カスタマー サービス エージェントの目標は、顧客の課題を理解し、その重大度を判断し、顧客の感情の状態を把握することです。十分にトレーニングされた仮想エージェントなら、この 3 つすべてを即座に解釈できます。ソフトウェア会社のサービス デスクを担当している仮想エージェントを想像してみてください。停止が始まった途端、顧客からのチケットがサービス デスクに殺到します。人間のカスタマー サービス担当者なら、関連しているチケットをすべて確認するために、チケットを 1 つずつ開かなければなりません。仮想エージェントならそれを瞬時に行い、課題のエスカレーションも迅速に進められます。

営業とマーケティング向けの仮想エージェント

コールド メールやコールド リードの創出は、最も作業単価の高い従業員が行う、時間のかかる活動です。

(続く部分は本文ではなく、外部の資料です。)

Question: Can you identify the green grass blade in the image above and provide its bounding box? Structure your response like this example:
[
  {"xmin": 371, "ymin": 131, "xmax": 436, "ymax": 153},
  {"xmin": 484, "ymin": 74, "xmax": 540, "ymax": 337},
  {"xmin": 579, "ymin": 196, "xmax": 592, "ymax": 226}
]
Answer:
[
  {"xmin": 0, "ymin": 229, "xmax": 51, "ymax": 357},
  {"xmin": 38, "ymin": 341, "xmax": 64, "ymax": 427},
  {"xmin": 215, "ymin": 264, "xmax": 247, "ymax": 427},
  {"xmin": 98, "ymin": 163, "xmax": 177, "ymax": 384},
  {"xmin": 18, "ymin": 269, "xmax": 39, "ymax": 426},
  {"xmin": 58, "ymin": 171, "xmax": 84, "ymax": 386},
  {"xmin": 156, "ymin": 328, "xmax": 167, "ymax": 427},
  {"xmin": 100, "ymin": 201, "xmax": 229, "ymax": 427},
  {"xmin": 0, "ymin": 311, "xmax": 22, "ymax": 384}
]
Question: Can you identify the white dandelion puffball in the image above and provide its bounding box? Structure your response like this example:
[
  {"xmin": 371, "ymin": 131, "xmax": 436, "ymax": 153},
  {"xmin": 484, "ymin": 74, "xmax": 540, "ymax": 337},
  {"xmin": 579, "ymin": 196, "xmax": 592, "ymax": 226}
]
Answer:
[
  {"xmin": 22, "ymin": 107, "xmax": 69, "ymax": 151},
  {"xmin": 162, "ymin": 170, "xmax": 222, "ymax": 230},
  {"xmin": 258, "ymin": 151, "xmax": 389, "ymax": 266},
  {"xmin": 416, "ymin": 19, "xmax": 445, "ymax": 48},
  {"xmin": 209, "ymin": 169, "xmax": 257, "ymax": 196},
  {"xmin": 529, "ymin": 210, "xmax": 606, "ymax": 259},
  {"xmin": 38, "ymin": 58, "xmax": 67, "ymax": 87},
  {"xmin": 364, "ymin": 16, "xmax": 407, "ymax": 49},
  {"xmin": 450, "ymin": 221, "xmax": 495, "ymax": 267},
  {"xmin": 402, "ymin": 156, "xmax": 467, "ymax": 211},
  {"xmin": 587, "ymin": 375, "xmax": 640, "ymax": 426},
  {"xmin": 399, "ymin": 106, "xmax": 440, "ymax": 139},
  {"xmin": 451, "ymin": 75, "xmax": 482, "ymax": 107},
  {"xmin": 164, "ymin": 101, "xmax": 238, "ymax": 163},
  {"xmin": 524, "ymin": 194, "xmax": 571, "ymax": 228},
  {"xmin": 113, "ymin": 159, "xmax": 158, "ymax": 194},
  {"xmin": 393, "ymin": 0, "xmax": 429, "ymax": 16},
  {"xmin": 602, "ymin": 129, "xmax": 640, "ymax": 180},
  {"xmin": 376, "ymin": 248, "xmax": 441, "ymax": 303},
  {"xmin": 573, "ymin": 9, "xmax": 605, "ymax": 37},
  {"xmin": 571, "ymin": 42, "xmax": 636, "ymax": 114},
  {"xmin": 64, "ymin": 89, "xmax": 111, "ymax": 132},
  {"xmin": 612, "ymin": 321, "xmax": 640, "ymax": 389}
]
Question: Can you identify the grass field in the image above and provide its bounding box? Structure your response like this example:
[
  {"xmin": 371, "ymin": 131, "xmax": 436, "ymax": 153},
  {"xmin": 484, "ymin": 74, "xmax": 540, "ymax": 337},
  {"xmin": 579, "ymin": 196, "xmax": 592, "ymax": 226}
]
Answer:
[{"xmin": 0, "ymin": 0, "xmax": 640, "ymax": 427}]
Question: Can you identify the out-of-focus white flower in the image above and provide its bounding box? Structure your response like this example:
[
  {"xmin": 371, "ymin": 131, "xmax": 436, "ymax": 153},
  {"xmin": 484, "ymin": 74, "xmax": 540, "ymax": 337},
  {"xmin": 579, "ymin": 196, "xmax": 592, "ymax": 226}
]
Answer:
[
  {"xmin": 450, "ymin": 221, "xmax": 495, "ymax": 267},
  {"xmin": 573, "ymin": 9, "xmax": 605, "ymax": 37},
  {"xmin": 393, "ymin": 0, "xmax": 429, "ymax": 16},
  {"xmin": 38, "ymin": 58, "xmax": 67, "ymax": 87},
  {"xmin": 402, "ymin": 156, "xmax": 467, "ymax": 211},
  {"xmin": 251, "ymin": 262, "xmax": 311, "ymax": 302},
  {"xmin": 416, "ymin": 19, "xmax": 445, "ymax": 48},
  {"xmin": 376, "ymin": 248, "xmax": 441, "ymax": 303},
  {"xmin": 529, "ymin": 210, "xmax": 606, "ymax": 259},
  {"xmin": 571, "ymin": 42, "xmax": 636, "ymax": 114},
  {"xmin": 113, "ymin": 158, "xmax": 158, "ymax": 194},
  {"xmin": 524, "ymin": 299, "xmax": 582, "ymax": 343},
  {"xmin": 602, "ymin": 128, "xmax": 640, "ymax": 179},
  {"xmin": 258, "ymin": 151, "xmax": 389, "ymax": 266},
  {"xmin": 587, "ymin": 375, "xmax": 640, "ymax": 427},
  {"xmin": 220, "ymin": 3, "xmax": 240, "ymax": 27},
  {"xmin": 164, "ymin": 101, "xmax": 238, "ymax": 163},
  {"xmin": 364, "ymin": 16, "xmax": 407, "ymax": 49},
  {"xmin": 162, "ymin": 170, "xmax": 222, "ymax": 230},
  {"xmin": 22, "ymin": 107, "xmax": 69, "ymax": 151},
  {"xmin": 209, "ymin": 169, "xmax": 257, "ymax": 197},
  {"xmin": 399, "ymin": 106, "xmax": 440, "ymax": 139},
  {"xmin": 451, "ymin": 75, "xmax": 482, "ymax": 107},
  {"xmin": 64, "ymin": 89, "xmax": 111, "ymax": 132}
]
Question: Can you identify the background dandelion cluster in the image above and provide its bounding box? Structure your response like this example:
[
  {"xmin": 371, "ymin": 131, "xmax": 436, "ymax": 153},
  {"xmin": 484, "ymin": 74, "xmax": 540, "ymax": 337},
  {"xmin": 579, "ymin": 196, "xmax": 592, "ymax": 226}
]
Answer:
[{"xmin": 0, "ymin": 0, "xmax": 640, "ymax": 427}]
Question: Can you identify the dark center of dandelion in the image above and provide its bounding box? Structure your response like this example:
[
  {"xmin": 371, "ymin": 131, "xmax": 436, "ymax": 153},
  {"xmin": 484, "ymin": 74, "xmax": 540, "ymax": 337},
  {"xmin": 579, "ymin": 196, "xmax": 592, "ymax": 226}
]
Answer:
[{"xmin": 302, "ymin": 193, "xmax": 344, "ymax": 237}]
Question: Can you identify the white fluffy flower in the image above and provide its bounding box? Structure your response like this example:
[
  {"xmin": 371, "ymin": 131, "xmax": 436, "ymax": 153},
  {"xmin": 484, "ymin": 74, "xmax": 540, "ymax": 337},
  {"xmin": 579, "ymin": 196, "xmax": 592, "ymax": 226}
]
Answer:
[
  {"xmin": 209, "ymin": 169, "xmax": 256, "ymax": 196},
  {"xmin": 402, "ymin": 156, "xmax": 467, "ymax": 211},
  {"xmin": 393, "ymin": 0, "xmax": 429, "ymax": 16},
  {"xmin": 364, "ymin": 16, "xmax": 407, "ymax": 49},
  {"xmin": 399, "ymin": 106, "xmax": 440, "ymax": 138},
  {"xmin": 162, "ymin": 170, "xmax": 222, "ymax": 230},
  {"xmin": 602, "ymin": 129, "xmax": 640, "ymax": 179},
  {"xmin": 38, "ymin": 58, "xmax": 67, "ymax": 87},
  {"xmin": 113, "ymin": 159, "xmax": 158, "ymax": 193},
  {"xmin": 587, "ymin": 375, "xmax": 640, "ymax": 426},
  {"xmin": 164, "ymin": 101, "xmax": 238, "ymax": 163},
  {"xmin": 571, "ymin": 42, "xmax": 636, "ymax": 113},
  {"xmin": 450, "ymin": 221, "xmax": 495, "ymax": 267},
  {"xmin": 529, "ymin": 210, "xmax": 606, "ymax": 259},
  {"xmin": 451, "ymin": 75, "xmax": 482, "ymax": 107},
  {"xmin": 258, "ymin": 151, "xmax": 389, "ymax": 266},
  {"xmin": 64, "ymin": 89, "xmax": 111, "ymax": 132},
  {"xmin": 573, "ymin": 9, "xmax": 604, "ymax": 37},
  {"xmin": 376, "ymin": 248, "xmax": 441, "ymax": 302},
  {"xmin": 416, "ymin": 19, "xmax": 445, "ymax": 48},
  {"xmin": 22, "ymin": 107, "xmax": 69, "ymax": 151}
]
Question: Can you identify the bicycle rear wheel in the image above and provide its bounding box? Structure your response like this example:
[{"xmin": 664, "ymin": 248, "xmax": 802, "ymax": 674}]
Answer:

仮想エージェントが見込み客について積極的に学習し、パーソナライズされたメッセージで顧客を引き付けられるとしたらどうでしょうか。仮想エージェントのコミュニケーションでチャンスが訪れたときには、人間の営業担当者が取引成約のために割り当てられます。

財務向けの仮想エージェント

財務担当者は、四半期ごとの書類の整理に膨大な時間を費やしています。このような文書は同じような構成で、同じ情報を伝えなければなりません。仮想エージェントは、財務担当者の負担を軽くし、担当者が財務レポートの人間的な側面に集中できるようにします。財務担当者は、その結果と予測を企業に伝えるという責任があります。仮想エージェントがそのコミュニケーションの速度と精度を向上させられます。

人事向けの仮想エージェント

人事担当者は、従業員が潜在能力を最大限に発揮できるようサポートすることを専門としています。また、従業員の生産性と業績に関する年次および四半期ごとのレポートも任されています。このプロセスがソフトウェアベースであれば、仮想エージェントによる管理に最適な候補と言えます。仮想エージェントがマネージャーとコミュニケーションを取り、レポートを完成させるので、人事担当者は担当する専門の業務に集中できます。仮想エージェントの Jira Service Management への統合で期待できることは、その使用方法がすべて確認できることです。カスタマー サービス、営業、人事は、仮想エージェントの効果的な使用のほんの始まりにすぎません。